(405f) De Novo Protein Design of Agonists and Antagonists of the C3a Receptor: Theoretical Predictions and Experimental Validation

Protein design, also known as the
inverse folding problem, seeks the amino acid sequence that will fold into a
given 3-dimensional template. The protein design problem exhibits degeneracy
due to the fact that many amino acid sequences fold into a given template. It
is therefore important to examine all the possible sequences for a given
template and rank them based upon specific properties that are being designed
(activity, specificity, etc.).

A de novo design framework with a ranking metric
based on fold specificities was applied to the design of C3a receptor (C3aR)
agonists and antagonists. The
design is based upon the structure of C3a, which activates C3aR. C3a is a 77-residue peptide that mediates the pro-inflammatory
activities in the human complement system and possibly has opposing
immunological roles in some cellular systems (34). Improper activation of the
complement system can cause tissue injury in various pathological conditions
and contributes to several immune diseases, including stroke, heart attack,
Alzheimer's disease, asthma, rheumatoid arthritis, and rejection of
xenotransplantation. The
crystal structure resolved by Huber et al. [1], as well as flexible template
structures generated by MD simulations with explicit solvation via water
molecules were employed as the design template.

The framework consists of two
stages: a sequence selection stage and a validation stage. The sequence
selection stage produces a rank-ordered list of amino acid sequences with the
lowest energies by solving an integer programming sequence selection model [2].
The sequence selection model incorporates backbone flexibility into the design
process by utilizing the set of structures obtained from the MD simulations
with implicit solvation and with explicit water molecules. In doing so, the
pairwise energy between two residues can take on a range of values depending
upon the range of distances obtained from the structures.

The second stage re-ranks the
sequences from stage one using either a fold specificity or an approximate
binding affinity [3-4]. Since structural information of the C3a:C3aR complex
was unknown, only fold specificity calculations could be employed. Fold specificity
measures how likely a given sequence will fold into the design template
structure [5]. Thus the design was driven by the hypothesis that structure
implies function, and novel sequences of C3a that adopt the C3a fold are
potential candidates for C3aR agonists or antagonists.

Hundreds of sequences were
generated and ranked using the de novo protein design framework. The top seven
sequences were selected for synthesis and experimental validation. Of the seven designed peptides tested,
two were prominent agonists while two others were prominent antagonists. The
agonists showed a up to a five-fold improvement in EC50 compared with the previously
discovered "superagonist" by Ember et al. [6], with EC50s of 33.4 and 66.16 nM.
The antagonists were also very potent, with IC50s of 26.13 and 63.04 nM.

This
work highlights the success of the protein design framework.
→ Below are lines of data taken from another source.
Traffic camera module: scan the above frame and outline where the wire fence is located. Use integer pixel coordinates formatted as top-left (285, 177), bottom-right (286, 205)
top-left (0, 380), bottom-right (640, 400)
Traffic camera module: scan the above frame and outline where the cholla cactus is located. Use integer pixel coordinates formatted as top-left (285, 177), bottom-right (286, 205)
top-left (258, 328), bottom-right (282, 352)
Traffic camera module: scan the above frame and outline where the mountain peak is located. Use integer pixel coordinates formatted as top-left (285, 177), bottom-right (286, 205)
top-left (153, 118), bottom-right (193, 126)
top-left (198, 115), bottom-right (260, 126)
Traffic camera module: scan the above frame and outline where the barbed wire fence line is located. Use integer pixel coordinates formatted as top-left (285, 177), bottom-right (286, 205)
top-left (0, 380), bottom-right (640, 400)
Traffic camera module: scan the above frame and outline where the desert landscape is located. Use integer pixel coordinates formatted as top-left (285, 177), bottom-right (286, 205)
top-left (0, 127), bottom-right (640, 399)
In this case,
structural information on the binding site was unknown, so the design was
driven by fold specificities. Since structure often implies function, this is a
good metric to use when structural binding data is unavailable.

[1] Huber,
R., H. Scholze, E. Paques, and J. Deisenhofer, 1980. Crystal Structure Analysis
and Molecular Model of Human C3a Anaphylatoxin. Hoppe Seylers Zeitschrifft fuer
Physiologische Chemie 361:1389–1399.

[2] H. K. Fung, M. S. Taylor, and C. A. Floudas. Novel Formulations for
the sequence selection problem in de novo protein design with flexible
templates. Optim. Methods & Software,
22:51-71, 2007.

[3] Bellows,
M. L., H. K. Fung, C. A. Floudas, A. Lopez de Victoria, and D. Morikis, 2010.
New Compstatin Variants Through Two De Novo Protein Design Frameworks. Biophys
J 98:2337–2346.

[4] Bellows,
M. L., M. S. Taylor, P. A. Cole, L. Shen, R. F. Siliciano, H. K. Fung, and C.
A. Floudas, 2010. Discovery of entry inhibitors for HIV-1 via a new de novo
protein design framework. Biophys J 99:3445–3453.

[5] Fung,
H. K., C. A. Floudas, M. S. Taylor, L. Zhang, and D. Morikis, 2008. Toward
Full-Sequence De Novo Protein Design with Flexible Templates for Human
Beta-Defensin-2. Biophys. J. 94:584–599.

[6] Ember,
J., N. Johansen, and T. Hugli, 1991. Designing Synthetic Superagonists of C3a
Anaphylatoxin. Biochem. 30:3603–3612.